The excuse was never about money. It was about whether someone in Westminster chose to spend the money that would connect these pieces. They chose not to. Then they dressed that political choice in the language of accounting, as though they were a household that had checked their wallet and found it empty.
I used to accept that explanation. It sounded reasonable: budgets are finite, choices have to be made. But governments aren't households. They issue their own currency. The real question was never whether they could afford to train more nurses. It was whether they wanted to.

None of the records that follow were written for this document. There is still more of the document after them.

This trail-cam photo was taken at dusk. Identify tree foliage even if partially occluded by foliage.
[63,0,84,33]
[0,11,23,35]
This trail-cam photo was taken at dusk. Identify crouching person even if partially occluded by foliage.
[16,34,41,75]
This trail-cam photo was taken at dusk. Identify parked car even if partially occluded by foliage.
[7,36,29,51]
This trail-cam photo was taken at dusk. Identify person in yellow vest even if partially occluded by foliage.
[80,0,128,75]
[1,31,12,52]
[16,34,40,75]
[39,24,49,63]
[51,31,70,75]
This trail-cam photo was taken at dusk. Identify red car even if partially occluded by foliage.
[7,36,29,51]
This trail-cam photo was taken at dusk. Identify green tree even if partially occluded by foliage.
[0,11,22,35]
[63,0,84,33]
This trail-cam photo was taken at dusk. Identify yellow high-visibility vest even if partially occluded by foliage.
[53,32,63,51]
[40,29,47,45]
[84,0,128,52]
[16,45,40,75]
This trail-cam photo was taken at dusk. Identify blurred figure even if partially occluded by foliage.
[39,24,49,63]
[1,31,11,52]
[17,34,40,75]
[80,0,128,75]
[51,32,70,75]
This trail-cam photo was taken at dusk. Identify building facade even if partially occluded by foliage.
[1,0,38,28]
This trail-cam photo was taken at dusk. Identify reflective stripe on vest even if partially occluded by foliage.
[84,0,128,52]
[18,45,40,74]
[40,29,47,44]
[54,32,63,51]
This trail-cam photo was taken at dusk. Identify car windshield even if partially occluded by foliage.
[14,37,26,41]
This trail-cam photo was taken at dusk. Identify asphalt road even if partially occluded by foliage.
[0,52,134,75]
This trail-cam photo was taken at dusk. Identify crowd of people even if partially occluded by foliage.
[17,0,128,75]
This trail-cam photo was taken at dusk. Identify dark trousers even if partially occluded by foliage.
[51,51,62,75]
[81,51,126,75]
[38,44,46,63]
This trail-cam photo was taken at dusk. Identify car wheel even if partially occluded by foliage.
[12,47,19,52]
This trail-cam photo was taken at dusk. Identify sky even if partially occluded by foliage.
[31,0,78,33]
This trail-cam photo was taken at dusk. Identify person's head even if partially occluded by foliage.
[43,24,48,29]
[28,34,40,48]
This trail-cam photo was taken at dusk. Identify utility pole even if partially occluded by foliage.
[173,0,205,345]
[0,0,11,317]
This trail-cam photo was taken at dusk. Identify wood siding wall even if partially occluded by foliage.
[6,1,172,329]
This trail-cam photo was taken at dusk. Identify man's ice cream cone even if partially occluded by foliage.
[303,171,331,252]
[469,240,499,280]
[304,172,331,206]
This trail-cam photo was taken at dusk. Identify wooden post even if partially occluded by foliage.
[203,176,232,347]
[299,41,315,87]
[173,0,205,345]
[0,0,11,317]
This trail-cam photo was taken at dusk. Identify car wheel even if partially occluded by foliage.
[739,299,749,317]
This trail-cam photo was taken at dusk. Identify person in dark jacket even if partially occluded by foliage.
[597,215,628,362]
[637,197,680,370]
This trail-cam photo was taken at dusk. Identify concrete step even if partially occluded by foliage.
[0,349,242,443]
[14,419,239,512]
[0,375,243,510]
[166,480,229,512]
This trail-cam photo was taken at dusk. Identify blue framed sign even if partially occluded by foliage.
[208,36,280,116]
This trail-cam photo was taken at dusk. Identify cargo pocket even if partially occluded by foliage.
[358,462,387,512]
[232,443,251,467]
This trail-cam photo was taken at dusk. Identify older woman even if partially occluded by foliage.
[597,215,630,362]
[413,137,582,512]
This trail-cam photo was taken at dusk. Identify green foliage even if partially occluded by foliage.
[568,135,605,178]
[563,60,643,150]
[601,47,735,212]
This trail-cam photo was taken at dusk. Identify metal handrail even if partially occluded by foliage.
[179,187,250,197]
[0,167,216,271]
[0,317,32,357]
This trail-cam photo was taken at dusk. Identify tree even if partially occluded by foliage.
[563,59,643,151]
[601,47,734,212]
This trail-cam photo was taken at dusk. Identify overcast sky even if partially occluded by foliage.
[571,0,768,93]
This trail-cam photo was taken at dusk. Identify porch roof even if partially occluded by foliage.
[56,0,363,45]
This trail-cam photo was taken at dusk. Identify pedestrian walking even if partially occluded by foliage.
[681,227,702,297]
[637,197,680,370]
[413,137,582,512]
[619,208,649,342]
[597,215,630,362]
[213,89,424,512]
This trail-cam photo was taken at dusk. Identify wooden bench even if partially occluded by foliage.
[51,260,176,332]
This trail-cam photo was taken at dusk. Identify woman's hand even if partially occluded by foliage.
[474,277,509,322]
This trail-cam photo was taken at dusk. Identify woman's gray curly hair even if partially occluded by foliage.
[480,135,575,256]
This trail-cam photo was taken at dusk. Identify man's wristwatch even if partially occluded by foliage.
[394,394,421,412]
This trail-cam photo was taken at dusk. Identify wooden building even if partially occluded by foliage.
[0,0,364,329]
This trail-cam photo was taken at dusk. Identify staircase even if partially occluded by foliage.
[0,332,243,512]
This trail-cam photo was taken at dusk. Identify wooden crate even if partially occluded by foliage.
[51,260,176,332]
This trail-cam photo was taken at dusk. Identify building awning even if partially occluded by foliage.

Now I understand this isn't just my story. It's happening across every constituency where people are ready to work, facilities are sitting empty, and someone in a government office says the cupboard is bare. The cupboard was never bare. The decision to keep it locked was always a choice.
Fake Experts
What Jamal experienced has a name.
Using unqualified or misleading sources to manufacture doubt about what the data clearly shows.
Tobacco companies used to cite doctors who claimed cigarettes were harmless, selecting only those who supported their position while ignoring the overwhelming medical consensus. The technique works by treating selected expert opinion as settled fact, especially when that opinion supports the desired political outcome.
In healthcare workforce planning, this appears whenever officials cite "economists say we cannot spend more on health without causing inflation" without naming which economists or acknowledging the profession is divided. Many macroeconomists argue the binding constraint is real capacity, not currency. "Economists say" without naming them is an appeal to unnamed authority.
The household budget analogy gets treated as economic law when it's actually a false analogy. Comparing government finances to household finances is like comparing a goldfish bowl to the ocean because both contain water - the scale and function are completely different. A household must earn pounds before spending them. The UK government issues pounds by spending them.
When Jamal was told "there is no funding," officials were applying household logic to a currency issuer. Meanwhile, empty lecture theatres and unused simulation equipment proved the real resources existed. The constraint was never financial - it was the political choice to treat public investment as household spending.
The resources existed. The people existed. The decision not to connect them was political, not financial.